Well, it took a while, but the AP is now covering it.
Why? Because the settlement is final (Judge Cavanaugh’s non-precedential opinion PDF — 12 pages, made public yesterday).
Here’s some of my New Years’ Bowl Game Day 2012 background on what is still to come:
. . . .Said another way, the insurers expect that there is only an around 5 percent chance that the $7.5 billion would be awarded by a jury. The expert, in his law review article, quotes an insurer (anonymously, for obvious reasons), thus — particularly apt, as it refers to another pharma securities fraud case:
. . . .Pfizer has — I’m talking off the top of my head — 3 billion shares outstanding, and the stock went down 10 bucks. That’s $30 billion of damages. 5% of that is $1.5 billion. Settlement.
And you go to a judge and say, “The damages are $30 billion. We are proposing a settlement that is 5%. How can you say that is unreasonable?” And we say, “It’s unreasonable because it doesn’t reflect the liability,” and they say, “Sure it does. It’s 5% of the total, but it could happen. So it is 5-to-95 chance to win. Yes, it’s a perfect discount. . . .”

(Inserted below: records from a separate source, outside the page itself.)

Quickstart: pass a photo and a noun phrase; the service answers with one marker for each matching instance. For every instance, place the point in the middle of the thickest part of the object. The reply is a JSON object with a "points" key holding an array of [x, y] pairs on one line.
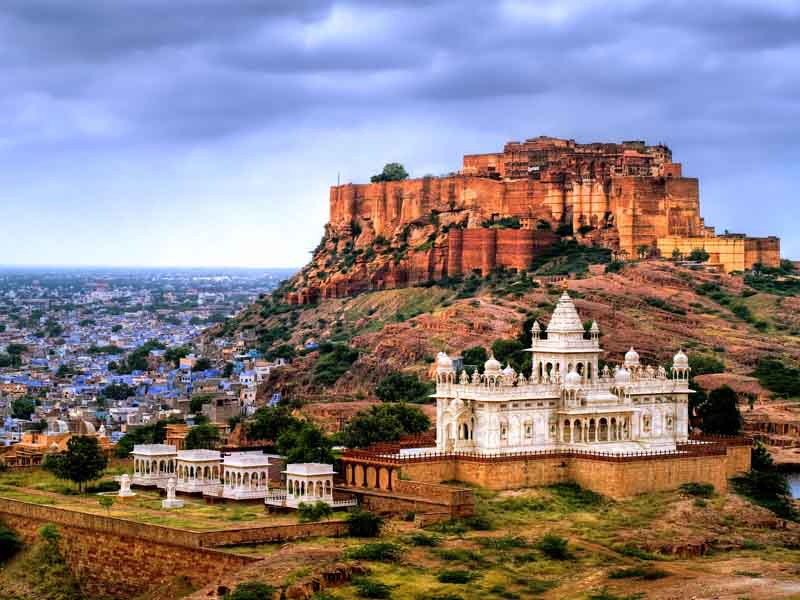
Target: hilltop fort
{"points": [[504, 208]]}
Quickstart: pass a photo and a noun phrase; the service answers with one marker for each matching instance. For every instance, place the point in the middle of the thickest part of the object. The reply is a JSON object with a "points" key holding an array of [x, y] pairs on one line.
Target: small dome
{"points": [[492, 365], [443, 361], [680, 360], [631, 358]]}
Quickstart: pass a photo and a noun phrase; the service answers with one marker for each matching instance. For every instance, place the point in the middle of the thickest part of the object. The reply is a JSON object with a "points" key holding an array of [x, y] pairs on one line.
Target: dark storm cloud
{"points": [[203, 68]]}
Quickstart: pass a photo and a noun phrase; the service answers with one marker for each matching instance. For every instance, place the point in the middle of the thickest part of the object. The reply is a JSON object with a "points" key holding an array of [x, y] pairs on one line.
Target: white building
{"points": [[307, 483], [245, 476], [153, 464], [567, 402], [198, 470]]}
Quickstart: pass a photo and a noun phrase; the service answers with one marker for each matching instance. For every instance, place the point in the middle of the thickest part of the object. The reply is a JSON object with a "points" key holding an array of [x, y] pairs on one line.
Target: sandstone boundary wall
{"points": [[118, 558]]}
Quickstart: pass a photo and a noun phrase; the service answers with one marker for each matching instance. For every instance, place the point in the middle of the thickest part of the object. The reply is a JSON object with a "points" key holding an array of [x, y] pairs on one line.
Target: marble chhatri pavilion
{"points": [[568, 402]]}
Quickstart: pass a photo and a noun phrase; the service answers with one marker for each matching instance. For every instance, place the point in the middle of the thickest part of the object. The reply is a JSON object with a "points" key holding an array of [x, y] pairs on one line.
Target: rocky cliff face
{"points": [[504, 210]]}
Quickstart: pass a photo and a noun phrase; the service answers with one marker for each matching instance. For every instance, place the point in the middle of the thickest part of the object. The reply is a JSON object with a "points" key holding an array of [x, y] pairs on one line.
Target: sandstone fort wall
{"points": [[614, 478], [121, 559]]}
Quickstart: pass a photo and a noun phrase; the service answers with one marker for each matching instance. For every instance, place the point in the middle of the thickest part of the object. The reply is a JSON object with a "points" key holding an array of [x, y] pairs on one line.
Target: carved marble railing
{"points": [[545, 391]]}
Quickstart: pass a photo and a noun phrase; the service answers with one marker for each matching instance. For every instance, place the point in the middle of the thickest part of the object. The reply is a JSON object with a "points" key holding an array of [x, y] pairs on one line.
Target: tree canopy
{"points": [[400, 387], [391, 172], [305, 442], [83, 461], [269, 422], [720, 412], [384, 423], [119, 391], [22, 408]]}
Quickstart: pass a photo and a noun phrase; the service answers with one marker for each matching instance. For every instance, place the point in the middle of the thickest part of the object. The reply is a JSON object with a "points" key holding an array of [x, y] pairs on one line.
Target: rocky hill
{"points": [[656, 306]]}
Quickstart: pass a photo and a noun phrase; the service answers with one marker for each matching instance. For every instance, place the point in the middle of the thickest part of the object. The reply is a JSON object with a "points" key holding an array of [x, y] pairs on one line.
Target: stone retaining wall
{"points": [[616, 479]]}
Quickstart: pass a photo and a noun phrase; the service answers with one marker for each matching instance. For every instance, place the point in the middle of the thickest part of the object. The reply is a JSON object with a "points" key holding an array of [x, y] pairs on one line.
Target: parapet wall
{"points": [[713, 461]]}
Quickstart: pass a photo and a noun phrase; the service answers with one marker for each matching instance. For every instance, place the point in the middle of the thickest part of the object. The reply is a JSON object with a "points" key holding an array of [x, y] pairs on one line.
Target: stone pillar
{"points": [[488, 250], [455, 250]]}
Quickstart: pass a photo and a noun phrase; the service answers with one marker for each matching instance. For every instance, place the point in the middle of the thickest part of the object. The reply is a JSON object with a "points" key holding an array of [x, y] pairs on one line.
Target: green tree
{"points": [[399, 387], [391, 172], [720, 413], [83, 461], [202, 436], [305, 442], [175, 354], [361, 523], [22, 408], [106, 502], [384, 423], [268, 422], [251, 590], [10, 543], [698, 255]]}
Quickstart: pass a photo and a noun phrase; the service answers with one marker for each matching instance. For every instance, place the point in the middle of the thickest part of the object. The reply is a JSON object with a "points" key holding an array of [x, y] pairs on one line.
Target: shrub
{"points": [[251, 590], [456, 576], [362, 523], [645, 572], [334, 361], [604, 594], [554, 547], [574, 497], [10, 544], [378, 551], [313, 512], [698, 490], [424, 539], [369, 588], [399, 387]]}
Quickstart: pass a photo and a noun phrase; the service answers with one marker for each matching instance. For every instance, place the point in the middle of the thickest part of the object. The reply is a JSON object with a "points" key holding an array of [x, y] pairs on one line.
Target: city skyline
{"points": [[166, 135]]}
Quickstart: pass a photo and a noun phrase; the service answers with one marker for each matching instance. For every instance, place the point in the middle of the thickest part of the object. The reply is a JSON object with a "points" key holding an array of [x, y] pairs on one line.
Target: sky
{"points": [[200, 132]]}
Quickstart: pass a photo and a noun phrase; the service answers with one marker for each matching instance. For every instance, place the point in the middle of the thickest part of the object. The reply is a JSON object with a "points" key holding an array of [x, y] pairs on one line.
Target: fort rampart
{"points": [[611, 475], [119, 558]]}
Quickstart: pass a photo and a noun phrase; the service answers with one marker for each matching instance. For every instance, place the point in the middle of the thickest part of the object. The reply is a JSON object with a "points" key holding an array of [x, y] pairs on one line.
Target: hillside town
{"points": [[87, 351]]}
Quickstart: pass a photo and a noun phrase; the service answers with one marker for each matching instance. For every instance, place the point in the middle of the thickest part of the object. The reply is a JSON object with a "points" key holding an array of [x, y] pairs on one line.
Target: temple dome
{"points": [[492, 365], [680, 360], [565, 317], [444, 362], [631, 358]]}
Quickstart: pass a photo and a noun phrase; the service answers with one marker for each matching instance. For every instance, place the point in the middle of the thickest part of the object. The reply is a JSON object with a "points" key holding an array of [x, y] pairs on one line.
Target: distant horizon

And so sometimes the numbers will in and of themselves take over, and I have that on a number of the pharmaceutical companies or large, large, jumbo-cap companies. I have it with General Motors, General Electric. The stock ticks down $2, which isn’t enormous. It’s not a free fall[. It’s] based on some news that might be innocuous, and it’s enough because that creates a damage pool that is into the billions which immediately gets the plaintiffs’ lawyers out because there [are] damages, and the case has value irrespective of the merits. . . .
If you look at the numbers, the settlement compared to the damages, you are talking anywhere from 2% to 6% of [plaintiffs’-style damages]. . . .
So, applying this to the ENHANCE facts, at legacy Schering-Plough/New Merck, we multiply $7.5 billion times 2 percent to get $150 million. If it is 6 percent, we’d yield a settlement value of $450 million. So something between $200 million, and $500 million, is the likely rough value of the cases still pending, for damages — according to the parties’ own jointly selected settlement defense expert. And that’s before approaching the involved lead underwriters, in the Schering-Plough convertible securities offerings, back in August of 2007 (some $4 billion worth, in the aggregate).
There are still several ENHANCE era would be federal class action securities lawsuits pending — though most are now either before a mediator, or a team of mediators, with views (on all sides) toward finding an agreed settlement posture.
All of those are far more likely to involve money damages, rather than corporate governance reforms, in my estimation.
In that regard, Merck’s From 10-K recently disclosed (for the first time, I think — in Footnote 12, on page 121) that it carries insurance of around $250 million for such claims. Even so, Merck says its reserves are adequate for defense costs only — not (necessarily) potential settlement payout amounts. Interesting.